Да еще одному человеку смерть камнем на сердце легла. Ведь на глазах у Пьера сохла она.

Как он просил Соломирского отпустить Аграфену к мужу и сыну. Куда тут! Недаром говорится, как в зимнюю стужу в лесу свежий груздь не сорвешь, так и у бессовестного человека правды не вымолишь.

Про Соломирских сказывали, будто богатство тем и нажили, что кривдой жили. На конном дворе да в пожарке плети без малого каждый день песни страшные пели, а в горе гнили люди.

Захотел Пьер, чтобы барское сердце по-хорошему, по-человечьи забилось, да не зря говорится: легче лед весной в половодье на реке задержать, чем в барском сердце совесть отыскать.

Так получилось и у Пьера.

Наотрез отказался выполнить просьбу Пьерову барин. Потому стал ненавидеть Пьер Соломирского, происходили у него стычки с управителем и все из-за людей, за которых Пьер заступался.

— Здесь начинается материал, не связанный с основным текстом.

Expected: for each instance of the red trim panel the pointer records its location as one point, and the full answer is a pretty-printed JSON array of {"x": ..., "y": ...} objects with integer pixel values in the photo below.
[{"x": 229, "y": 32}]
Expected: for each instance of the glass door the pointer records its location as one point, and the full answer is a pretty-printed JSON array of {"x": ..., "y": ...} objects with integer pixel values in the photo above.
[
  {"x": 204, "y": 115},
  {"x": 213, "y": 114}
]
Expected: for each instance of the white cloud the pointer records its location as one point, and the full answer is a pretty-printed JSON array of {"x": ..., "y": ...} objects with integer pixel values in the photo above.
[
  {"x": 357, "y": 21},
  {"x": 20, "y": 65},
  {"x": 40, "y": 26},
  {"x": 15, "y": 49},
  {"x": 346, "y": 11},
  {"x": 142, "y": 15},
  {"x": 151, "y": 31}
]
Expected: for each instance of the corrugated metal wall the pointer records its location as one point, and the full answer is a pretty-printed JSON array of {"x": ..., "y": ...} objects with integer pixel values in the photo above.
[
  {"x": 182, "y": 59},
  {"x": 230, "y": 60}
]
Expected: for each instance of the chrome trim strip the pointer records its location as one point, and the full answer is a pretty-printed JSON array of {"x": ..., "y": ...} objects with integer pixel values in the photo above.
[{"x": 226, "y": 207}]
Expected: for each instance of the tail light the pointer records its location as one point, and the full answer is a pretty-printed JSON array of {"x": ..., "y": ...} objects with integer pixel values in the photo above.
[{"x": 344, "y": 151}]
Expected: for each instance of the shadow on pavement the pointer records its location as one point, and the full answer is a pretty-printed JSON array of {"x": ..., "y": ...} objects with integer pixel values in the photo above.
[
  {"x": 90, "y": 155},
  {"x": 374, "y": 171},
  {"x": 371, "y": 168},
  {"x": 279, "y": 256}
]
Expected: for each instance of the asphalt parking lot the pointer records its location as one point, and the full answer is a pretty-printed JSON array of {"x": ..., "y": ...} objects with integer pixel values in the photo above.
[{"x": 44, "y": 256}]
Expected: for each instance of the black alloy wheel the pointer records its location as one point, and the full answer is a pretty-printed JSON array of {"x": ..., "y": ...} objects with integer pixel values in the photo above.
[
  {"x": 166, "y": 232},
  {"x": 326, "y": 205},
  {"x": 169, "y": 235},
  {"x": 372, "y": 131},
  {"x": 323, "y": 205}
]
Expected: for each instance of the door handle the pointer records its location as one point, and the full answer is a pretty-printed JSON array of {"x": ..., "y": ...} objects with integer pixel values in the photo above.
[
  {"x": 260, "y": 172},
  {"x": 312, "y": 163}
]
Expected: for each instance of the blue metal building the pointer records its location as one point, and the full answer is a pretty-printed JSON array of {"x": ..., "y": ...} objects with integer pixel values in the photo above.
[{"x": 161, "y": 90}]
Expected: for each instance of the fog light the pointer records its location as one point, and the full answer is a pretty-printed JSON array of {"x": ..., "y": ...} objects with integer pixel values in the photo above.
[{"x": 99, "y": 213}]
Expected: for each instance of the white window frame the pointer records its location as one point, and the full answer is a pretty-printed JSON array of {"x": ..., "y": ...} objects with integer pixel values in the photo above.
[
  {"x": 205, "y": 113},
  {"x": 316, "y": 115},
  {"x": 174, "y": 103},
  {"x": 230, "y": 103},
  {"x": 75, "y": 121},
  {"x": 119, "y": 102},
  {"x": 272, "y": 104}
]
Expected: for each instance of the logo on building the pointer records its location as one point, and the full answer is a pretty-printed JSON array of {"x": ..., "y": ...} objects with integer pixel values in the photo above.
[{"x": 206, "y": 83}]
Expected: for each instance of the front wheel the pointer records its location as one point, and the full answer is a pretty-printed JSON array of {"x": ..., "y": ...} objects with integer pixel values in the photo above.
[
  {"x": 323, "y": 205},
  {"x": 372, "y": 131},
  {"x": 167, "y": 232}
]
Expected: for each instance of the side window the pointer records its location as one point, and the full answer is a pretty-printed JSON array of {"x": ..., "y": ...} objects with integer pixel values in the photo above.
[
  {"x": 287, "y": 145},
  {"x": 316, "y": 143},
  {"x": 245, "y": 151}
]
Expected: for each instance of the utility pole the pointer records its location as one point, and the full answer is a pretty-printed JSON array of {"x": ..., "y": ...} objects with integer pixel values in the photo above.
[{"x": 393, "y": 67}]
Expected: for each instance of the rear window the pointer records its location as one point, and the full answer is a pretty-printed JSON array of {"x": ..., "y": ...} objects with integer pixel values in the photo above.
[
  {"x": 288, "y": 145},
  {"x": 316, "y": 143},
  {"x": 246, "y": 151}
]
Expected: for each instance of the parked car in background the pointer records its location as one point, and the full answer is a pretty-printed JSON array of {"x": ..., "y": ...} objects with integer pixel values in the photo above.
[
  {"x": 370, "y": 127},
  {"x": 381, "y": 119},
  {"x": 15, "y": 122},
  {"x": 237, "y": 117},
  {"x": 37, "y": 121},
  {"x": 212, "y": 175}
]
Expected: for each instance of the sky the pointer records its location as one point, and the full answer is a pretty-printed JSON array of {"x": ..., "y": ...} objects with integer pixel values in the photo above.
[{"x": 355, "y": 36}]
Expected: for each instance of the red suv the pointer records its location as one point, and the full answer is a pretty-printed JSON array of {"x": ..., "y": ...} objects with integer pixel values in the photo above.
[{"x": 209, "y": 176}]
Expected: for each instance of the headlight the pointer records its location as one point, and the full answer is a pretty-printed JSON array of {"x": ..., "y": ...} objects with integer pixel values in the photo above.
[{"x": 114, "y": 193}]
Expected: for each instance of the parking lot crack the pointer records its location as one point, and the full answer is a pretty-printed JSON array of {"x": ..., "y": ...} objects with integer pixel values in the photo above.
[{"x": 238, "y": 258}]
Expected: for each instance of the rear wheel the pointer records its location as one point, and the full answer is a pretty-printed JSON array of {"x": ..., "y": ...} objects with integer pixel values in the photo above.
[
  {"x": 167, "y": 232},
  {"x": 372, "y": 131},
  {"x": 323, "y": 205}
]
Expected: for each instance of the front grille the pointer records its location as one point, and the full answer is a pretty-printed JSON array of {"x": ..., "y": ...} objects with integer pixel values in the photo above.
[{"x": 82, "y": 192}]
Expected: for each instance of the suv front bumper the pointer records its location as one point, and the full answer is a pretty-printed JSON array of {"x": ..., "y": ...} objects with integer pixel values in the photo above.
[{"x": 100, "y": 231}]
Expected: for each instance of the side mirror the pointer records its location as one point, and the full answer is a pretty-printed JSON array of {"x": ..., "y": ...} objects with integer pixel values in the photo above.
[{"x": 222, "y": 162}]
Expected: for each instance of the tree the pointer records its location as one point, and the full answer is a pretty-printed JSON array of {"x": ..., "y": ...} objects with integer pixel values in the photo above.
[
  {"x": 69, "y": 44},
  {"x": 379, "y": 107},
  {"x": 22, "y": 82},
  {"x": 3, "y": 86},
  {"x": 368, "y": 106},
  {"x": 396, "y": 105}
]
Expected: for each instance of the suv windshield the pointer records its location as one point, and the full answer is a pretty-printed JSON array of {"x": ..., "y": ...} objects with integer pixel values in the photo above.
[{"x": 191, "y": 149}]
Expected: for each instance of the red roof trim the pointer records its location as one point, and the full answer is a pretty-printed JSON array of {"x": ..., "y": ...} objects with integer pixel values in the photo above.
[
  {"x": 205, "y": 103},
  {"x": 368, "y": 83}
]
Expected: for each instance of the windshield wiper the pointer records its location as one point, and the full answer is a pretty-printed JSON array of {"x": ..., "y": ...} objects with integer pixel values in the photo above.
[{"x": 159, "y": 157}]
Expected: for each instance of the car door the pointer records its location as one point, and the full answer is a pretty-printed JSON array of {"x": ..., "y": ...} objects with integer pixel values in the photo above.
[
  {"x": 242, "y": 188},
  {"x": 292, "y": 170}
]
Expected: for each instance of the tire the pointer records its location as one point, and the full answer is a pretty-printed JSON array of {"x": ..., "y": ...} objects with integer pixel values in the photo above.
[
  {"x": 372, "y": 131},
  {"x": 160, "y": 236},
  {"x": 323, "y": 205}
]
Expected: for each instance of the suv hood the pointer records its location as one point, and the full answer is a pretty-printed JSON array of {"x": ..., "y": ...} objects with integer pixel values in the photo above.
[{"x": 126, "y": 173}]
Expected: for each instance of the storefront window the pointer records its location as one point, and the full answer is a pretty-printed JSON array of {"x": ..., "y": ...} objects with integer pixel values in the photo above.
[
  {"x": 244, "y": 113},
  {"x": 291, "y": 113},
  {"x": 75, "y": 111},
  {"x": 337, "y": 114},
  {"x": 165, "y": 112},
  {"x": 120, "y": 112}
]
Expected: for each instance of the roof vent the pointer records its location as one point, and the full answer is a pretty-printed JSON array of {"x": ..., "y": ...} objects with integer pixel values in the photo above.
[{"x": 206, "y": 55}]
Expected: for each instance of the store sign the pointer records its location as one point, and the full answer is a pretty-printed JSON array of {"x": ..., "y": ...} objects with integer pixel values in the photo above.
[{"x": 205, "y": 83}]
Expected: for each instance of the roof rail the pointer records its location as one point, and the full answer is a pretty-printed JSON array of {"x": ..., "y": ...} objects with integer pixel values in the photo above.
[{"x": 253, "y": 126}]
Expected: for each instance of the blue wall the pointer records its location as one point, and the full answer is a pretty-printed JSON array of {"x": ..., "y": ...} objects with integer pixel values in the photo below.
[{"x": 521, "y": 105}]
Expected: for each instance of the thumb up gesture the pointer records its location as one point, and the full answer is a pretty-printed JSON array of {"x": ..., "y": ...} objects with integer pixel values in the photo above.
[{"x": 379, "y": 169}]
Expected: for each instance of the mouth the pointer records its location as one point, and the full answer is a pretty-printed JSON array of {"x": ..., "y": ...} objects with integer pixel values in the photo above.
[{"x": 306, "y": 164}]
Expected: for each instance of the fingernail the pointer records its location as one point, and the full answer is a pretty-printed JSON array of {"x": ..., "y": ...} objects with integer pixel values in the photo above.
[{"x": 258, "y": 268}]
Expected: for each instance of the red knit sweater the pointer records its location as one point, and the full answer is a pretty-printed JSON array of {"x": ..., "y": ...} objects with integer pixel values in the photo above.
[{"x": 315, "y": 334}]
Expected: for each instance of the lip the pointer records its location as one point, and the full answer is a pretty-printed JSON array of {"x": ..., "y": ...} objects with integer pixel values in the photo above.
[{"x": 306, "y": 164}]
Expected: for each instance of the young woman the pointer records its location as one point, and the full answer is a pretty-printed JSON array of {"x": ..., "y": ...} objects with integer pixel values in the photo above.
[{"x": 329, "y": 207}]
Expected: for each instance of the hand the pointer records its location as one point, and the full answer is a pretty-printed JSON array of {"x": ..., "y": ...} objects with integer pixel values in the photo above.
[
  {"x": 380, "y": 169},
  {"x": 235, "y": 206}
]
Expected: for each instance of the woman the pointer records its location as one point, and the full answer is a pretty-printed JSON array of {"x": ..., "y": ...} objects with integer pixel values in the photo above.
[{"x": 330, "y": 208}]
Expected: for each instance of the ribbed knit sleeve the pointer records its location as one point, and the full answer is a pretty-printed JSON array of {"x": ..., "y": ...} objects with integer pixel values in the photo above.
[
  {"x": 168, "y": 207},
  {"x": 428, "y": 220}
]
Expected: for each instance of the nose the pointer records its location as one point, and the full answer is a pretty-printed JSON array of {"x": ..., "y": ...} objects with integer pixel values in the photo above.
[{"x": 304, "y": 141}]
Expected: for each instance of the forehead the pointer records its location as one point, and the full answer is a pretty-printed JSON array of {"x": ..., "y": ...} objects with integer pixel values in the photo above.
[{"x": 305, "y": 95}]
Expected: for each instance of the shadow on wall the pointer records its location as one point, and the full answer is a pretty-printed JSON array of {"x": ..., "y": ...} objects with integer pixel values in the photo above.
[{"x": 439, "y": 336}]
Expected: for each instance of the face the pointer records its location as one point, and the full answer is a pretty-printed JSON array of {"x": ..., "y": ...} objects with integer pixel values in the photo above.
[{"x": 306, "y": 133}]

Совсем впал он в немилость после случая одного и все из-за хористок. Жили хористки в подвале господского дома. Подвал был сырой и холодный. Харч ничтожный. Одним словом, гибель для девок и баб. Болеть они стали. Кто послабее — слегли, кто посильнее — в бега подались. А француз в ответе. Он учитель — с него спрос.